Determining the best time to invest your hard-earned money in the stock market can be a daunting task.

The general advice “time in the market surpasses time in the market” is easy to say, but when stocks are as they are today, it is difficult to follow when stocks trade at high places in their history. exist S&P 500' (snpindex: ^gspc) Since reaching the bottom of the bear market in 2022, an incredible 70% of the time. For some, it may feel like another bear market may be approaching. After all, every bear market starts at a new high.

Investors who missed 70% of stock price gains may sit off the market and wait for the bear market to go to work before they can go to work. So far, investors who manage to keep investing may feel that they are seducing their destiny and consider taking some money away.

But history has a clear answer to investors, because investors want to know if it is a wise idea to put your money into stocks now.

Image source: Getty Images.

The basic idea behind investment, especially investing in a broad range of index funds, is the value of stocks that increase over time. Economic progress and expansion are not always a stable parade, but they usually move forward. Therefore, the profits of the companies that make up the economy continue to grow and their stock value increases.

Therefore, even if the stock trading volume reaches an all-time high, future expectations should allow the stock to set higher highs in the future. Unless there is good reason to expect the slowdown to negatively affect the revenue and cash flow of the businesses operating therein, stocks will continue to rise in a short period of time.

Indeed, new all-time highs tend to gather together. This is indeed the case since the market set a new all-time high in January last year. About 13 months later, the index closed with a new all-time high of 58 times.

If you invested in the S&P 500 Index Fund when you first set a new all-time high in 2024, your funding will grow by about 26% as of this writing. Although this is an amazing return, it may just be the beginning of this market. The median bull market lasted for 46 months.

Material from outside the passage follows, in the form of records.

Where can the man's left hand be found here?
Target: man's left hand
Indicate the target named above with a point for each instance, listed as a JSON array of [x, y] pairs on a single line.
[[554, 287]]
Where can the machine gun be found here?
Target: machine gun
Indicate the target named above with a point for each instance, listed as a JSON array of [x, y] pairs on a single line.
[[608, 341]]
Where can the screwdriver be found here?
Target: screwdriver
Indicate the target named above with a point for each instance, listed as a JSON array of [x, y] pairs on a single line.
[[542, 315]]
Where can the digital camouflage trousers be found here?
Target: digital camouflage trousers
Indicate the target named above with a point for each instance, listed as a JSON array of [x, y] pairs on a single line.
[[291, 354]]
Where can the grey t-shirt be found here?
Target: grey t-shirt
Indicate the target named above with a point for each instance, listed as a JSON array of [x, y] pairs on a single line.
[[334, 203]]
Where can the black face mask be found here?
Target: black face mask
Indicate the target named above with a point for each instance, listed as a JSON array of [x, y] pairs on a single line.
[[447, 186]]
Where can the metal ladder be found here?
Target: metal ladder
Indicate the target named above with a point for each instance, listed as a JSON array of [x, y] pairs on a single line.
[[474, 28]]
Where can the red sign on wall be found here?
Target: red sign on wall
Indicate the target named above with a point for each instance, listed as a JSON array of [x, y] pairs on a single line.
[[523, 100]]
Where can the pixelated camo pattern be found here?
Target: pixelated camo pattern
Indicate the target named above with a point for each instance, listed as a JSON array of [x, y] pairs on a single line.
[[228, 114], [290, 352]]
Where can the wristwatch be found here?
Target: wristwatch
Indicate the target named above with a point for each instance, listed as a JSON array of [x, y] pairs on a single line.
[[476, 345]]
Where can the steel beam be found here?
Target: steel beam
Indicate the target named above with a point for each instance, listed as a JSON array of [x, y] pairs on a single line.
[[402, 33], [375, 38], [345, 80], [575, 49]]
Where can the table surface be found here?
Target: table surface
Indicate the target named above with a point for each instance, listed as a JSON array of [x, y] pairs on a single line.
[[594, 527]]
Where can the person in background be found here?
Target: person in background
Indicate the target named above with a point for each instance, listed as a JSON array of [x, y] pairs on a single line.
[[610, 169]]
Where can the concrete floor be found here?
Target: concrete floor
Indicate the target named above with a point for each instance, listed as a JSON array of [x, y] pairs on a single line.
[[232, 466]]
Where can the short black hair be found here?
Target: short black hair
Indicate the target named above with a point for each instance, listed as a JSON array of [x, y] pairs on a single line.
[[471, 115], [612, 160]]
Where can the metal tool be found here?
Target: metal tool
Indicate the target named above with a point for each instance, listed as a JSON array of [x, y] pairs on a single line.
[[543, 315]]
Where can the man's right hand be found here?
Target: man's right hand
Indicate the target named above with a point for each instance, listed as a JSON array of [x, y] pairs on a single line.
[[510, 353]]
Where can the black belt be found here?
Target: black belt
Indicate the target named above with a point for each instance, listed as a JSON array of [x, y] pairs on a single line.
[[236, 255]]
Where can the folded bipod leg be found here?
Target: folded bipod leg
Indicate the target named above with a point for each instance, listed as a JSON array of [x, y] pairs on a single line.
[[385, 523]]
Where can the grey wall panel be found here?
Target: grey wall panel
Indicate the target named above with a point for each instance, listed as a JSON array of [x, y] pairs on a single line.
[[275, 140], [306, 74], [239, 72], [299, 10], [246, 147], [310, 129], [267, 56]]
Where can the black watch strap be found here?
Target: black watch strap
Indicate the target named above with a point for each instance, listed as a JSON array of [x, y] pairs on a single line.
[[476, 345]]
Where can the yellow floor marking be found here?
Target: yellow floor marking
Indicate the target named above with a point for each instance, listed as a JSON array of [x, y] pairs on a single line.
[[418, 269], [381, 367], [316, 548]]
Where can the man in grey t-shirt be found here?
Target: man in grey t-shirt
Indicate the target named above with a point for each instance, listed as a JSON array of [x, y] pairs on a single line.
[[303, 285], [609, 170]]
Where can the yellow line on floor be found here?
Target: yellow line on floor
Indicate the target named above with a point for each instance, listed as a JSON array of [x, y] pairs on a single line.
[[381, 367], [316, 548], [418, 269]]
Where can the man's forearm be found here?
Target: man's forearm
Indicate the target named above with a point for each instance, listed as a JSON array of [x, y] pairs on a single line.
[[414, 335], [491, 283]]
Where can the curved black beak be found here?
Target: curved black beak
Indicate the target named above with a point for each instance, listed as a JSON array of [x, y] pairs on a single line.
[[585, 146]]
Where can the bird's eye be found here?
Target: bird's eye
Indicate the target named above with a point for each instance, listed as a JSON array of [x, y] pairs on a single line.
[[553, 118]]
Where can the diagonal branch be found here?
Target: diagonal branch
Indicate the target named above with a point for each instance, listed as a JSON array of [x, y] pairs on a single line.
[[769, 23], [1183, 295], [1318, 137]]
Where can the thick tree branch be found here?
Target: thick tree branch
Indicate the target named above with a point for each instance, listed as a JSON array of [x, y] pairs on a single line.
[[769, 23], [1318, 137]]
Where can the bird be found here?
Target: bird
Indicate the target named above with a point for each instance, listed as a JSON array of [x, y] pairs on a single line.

This gave us about a year and a half until the current bull market reached 50 percentage points.

More importantly, despite experiencing strong returns in the first two years of the current bull market, they are not entirely unusual. The median total return for bull markets was 110%, most of which occurred in the first half of the previous bear market recovery. This suggests that the S&P 500 can climb another 23% from here, which is still a normal bull market.